Минут за двадцать до появления экспресса Серьга подтянул своих людей к полотну, спрятав их за ближайшими деревьями. Сам же осторожно зажёг красный фонарь, прижав к груди рубиновое стекло. Медленно потекли минуты, и вот где-то издали послышался подавленный гул, звук заметно приближался, сначала пробежал какой-то шорох по рельсам, он вскоре усилился, наконец, рельсы запели.
– Готовься, ребята, – полугромко сказал Серьга и вышел на самое полотно, продолжая держать плотно прижатый к груди фонарь.
Я приглядел огромный камень, за который намеревался спрятаться, чуть поднимется перепалка. Я внимательно наблюдал за Серьгой. Он, как вкопанный, стоял между рельсами.
Звук подходящего поезда быстро приближался. Вдруг в начале закругления вынырнуло 3 огненных глаза, и в этот момент Серьга, повернув фонарь, высоко поднял его над головой. Разлетевшийся поезд быстро затормозил. Серьга свистнул, и вся шайка, как один человек, перепрыгнув канаву, кинулась на поезд. Четверо во главе с Серьгой подбежали к паровозу, остальные принялись карабкаться по вагонам. Выстрелами с паровоза и тендера Серьга был убит на месте и два из его товарищей ранены. Встретив по вагонам неожиданное вооружеённое сопротивление, уцелевшие разбойники поспешно отступили и бросились бежать в лес, где и были переловлены подошедшими с товарного поезда людьми.
– Вот и всё, Аркадий Францевич, – закончил свой рассказ Панкратьев.
Я горячо поблагодарил моего самоотверженного сослуживца и представил его вне очереди к награде – к Анне третьей степени. Что же касается остальных командированных по этому делу агентов, праздно потерявших более 2 месяцев, им достался удел любоваться лишь орденом, украсившим грудь их более счастливого товарища.

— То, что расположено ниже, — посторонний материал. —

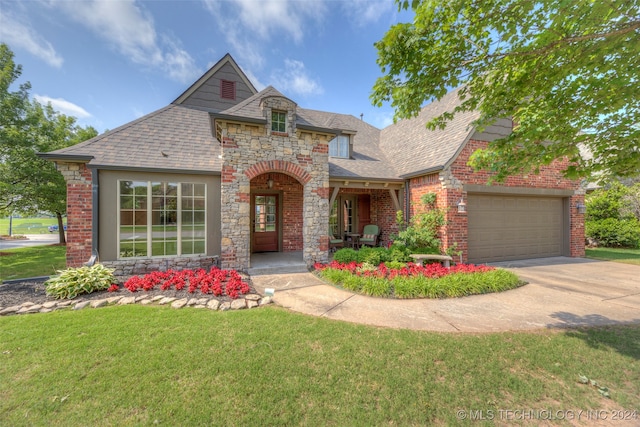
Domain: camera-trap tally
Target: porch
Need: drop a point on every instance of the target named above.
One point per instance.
(277, 263)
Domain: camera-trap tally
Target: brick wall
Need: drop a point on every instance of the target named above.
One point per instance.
(292, 203)
(250, 151)
(448, 185)
(382, 211)
(79, 212)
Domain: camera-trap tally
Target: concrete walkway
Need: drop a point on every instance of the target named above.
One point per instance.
(562, 292)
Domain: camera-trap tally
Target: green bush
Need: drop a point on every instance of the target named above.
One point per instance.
(345, 255)
(614, 232)
(72, 282)
(374, 256)
(376, 286)
(395, 265)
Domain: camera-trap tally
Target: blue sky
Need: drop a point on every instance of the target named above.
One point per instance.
(110, 62)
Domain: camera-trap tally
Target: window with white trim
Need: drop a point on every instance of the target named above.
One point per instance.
(339, 146)
(279, 121)
(161, 219)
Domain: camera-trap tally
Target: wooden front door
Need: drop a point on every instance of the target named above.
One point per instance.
(265, 222)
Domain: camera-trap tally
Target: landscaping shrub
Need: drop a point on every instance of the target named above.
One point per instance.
(395, 265)
(215, 281)
(345, 255)
(72, 282)
(374, 256)
(614, 232)
(416, 281)
(376, 286)
(611, 216)
(420, 235)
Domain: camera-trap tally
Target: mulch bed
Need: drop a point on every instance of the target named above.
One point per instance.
(12, 294)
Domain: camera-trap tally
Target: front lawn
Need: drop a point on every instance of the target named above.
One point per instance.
(411, 280)
(137, 365)
(33, 261)
(627, 256)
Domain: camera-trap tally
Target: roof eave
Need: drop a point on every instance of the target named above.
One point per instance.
(422, 172)
(72, 158)
(233, 118)
(318, 129)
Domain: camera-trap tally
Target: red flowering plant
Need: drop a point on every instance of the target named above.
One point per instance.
(215, 281)
(416, 281)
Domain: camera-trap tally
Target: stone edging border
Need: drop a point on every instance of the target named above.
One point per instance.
(249, 301)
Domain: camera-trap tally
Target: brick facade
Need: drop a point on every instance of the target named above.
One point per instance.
(448, 185)
(250, 153)
(382, 211)
(79, 212)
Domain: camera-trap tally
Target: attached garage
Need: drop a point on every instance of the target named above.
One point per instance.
(508, 227)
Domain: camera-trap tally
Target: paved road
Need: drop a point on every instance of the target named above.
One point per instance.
(32, 240)
(562, 292)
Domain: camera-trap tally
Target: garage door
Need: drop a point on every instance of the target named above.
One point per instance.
(503, 228)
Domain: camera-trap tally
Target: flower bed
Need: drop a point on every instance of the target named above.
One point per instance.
(215, 281)
(417, 281)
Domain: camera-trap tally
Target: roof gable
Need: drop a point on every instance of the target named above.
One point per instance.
(415, 149)
(223, 86)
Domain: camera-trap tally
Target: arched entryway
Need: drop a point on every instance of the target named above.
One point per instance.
(276, 221)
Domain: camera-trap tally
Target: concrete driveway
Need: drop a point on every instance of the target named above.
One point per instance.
(561, 293)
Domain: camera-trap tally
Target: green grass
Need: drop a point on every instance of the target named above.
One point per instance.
(135, 365)
(32, 261)
(27, 225)
(627, 256)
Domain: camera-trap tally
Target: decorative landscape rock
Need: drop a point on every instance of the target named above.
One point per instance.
(98, 303)
(238, 304)
(179, 303)
(244, 302)
(81, 305)
(127, 300)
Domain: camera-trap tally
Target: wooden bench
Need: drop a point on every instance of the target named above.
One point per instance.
(444, 259)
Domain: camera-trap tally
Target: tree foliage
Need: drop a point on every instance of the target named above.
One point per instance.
(613, 217)
(29, 184)
(566, 72)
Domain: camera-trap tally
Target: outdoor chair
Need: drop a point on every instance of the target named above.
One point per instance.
(370, 235)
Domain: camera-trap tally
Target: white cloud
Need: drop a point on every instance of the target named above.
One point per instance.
(63, 106)
(131, 31)
(249, 26)
(294, 78)
(364, 12)
(19, 35)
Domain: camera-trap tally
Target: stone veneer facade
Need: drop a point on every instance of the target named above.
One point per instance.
(448, 184)
(250, 151)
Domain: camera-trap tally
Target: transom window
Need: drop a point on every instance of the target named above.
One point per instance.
(339, 146)
(161, 219)
(278, 121)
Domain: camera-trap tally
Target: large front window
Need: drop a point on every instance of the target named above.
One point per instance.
(339, 146)
(161, 219)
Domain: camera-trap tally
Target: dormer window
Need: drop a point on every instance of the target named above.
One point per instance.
(278, 121)
(339, 146)
(228, 90)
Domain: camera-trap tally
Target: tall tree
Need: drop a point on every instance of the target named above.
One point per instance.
(28, 183)
(566, 72)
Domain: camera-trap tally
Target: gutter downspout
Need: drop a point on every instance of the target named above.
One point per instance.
(407, 202)
(94, 219)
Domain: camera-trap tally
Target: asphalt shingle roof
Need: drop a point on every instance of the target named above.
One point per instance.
(416, 148)
(180, 138)
(368, 161)
(174, 137)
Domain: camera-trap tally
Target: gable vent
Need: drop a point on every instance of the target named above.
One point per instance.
(227, 89)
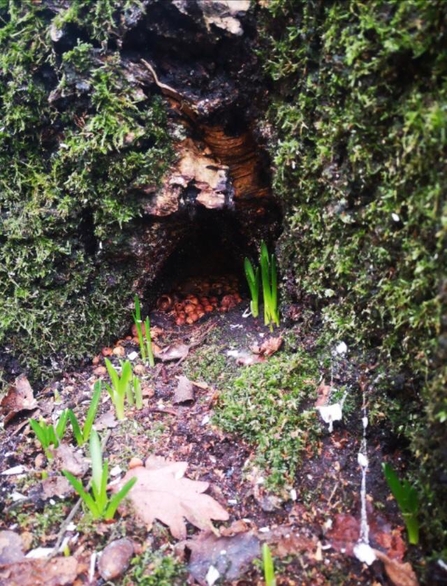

Убийство иеромонаха Амвросия{23}23
Печатается по Кошко А.Ф. Убийство иеромонаха Амвросия // Иллюстрированная Россия. Париж, 1927. № 19. С.12–13, № 20 С. 10–12.
[Закрыть]
Летом 1913 года прочёл я в московских газетах сообщение об убийстве в Троицко-Сергиевской лавре иеромонаха Амвросия. Так как преступления, совершаемые вне столицы, не подлежали ведению московской Сыскной полиции, то я ограничился распоряжением, чтобы мои агенты следили за тем, что говорится по этому поводу в разных притонах и среди подозрительных элементов, и сообщали получаемые данные местной полиции.
Прошла неделя. Работа местных властей оказалась безрезультатной, и московский губернатор ввиду особой важности преступления обратился ко мне с просьбой взять это дело в свои руки.
Я лично отправился в лавру и, пробыв там два дня, выяснил следующее.
Убитый иеромонах Амвросий по своему происхождению принадлежал к интеллигентной семье. Он служил офицером в одном из наших полков и постригся в монахи вследствие пережитых каких-то житейских ударов. Жил он в особом корпусе за собором против самой стены, окружавшей лавру. Между стеной и корпусом находился двор, где были сложены штабели дров, примыкавшие вплотную к жилому зданию. Келья Амвросия помещалась во втором этаже; окнами она выходила в этот двор, а входными дверями – в длинный коридор, тянувшийся вдоль всего корпуса. В обоих этажах помещались кельи монахов. Помещение убитого состояло из двух высоких комнат, очень прилично меблированных. Видно, покойный привык к известному комфорту и не хотел от него отказаться в монастыре.
В день обнаружения убийства Амвросий не пришёл к ранней обедне. Послушник его, живший в отдельном здании вместе с послушником другого монаха, явился по обыкновению рано утром в келью Амвросия и стал ждать выхода последнего из спальни. Не слыша там никакого движения и полагая, что иеромонах проспал начало ранней обедни, он сначала несколько раз постучал в дверь пальцем, но, долго не получая ответа, решился наконец приоткрыть дверь и заглянул внутрь. Страшная картина представилась его глазам: обезображенное тело иеромонаха лежало поперёк кровати. Кругом была лужа крови. Окно было открыто, и у него оставлена тяжёлая лестница, принесённая, очевидно, убийцами. Дрожащий от волнения послушник бросился в собор и оповестил отца-эконома о своём ужасном открытии. Монастырские власти сбежались в келью и сейчас же послали за полицией.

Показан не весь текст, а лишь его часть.